Your dad certainly sounded like one special man. My husband is ex-Navy, so I can really appreciate your father's thoughts and the way he conducted himself in that interview.
Thank you so much for sharing this wonderful, uplifting, slice of your life with us.
Posted by: Terri | April 10, 2007 at 08:07 AM
There's free software for sound recording and editing, Audacity, at audacity.sf.net. It should let you record the tape (if you run a cable from the earphone jack on the tape player to the mic jack on your computer, a $5 purchase at Radio Shack if you don't have one) and it has a number of utilities which will try to clean up the sound a bit.
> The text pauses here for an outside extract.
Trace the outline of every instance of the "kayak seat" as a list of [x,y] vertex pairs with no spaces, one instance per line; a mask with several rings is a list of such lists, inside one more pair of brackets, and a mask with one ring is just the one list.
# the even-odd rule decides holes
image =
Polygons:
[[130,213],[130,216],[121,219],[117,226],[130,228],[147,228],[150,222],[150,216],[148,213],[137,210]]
I hope they help!
Posted by: pjm | April 10, 2007 at 10:07 AM
Chills, indeed, ML! What an amazing birthday present, and what a demonstration of the kindness in some human hearts, to join forces and let you hear your father's voice, with its message that is still way too relevant.
I hope your technologically gifted friends can help you with the recording.
Annie at the Transplantable Rose
Posted by: Annie in Austin | April 10, 2007 at 11:10 AM
I can picture you sitting and intently listening for the first note of your father's voice. I can't put myself in your shoes to understand the depth of feeling and emotion you must have been going through.
Is is possible for you to share the recording with us? This story alone is a very wonderful thing to share.
Wow.
Posted by: Cowtown Pattie | April 11, 2007 at 08:48 PM
What a great and rare gift!
Posted by: Wally Blue | April 13, 2007 at 08:25 PM
A belated Happy Birthday greeting to you! How wonderful to hear your father's voice on that tape. Can only imagine how I would feel after all these years if I was to have a similar experience. Hope some of these techniques being suggested serve to clear up the tapes, as I'm sure there are ways to do so.
Your story reminded me that I have an audio tape of my mothers's voice, which I'm thinking I must try to preserve somehow, since tape quality does disintegrate over time.
Posted by: Joared | April 14, 2007 at 01:31 AM
My dad spent 3 years in the Pacific during WW II, and he didn't ever talk about it. He was a jovial, story-telling guy, but the only things he told me were how seasick he got on the ship over, how badly he missed having orange juice, and how a girl without teeth flirted with all the soldiers. "You knew you'd been there too long when Naomi started looking good." Your touching story has inspired me to find out more about his experiences. He died in 1999 and his stories went with him.
Posted by: Travelinoma | April 24, 2007 at 10:46 AM
Oh I hope someone can clean the tape for you. What a marvelous thing to have a recording of your father as he was when you were so young.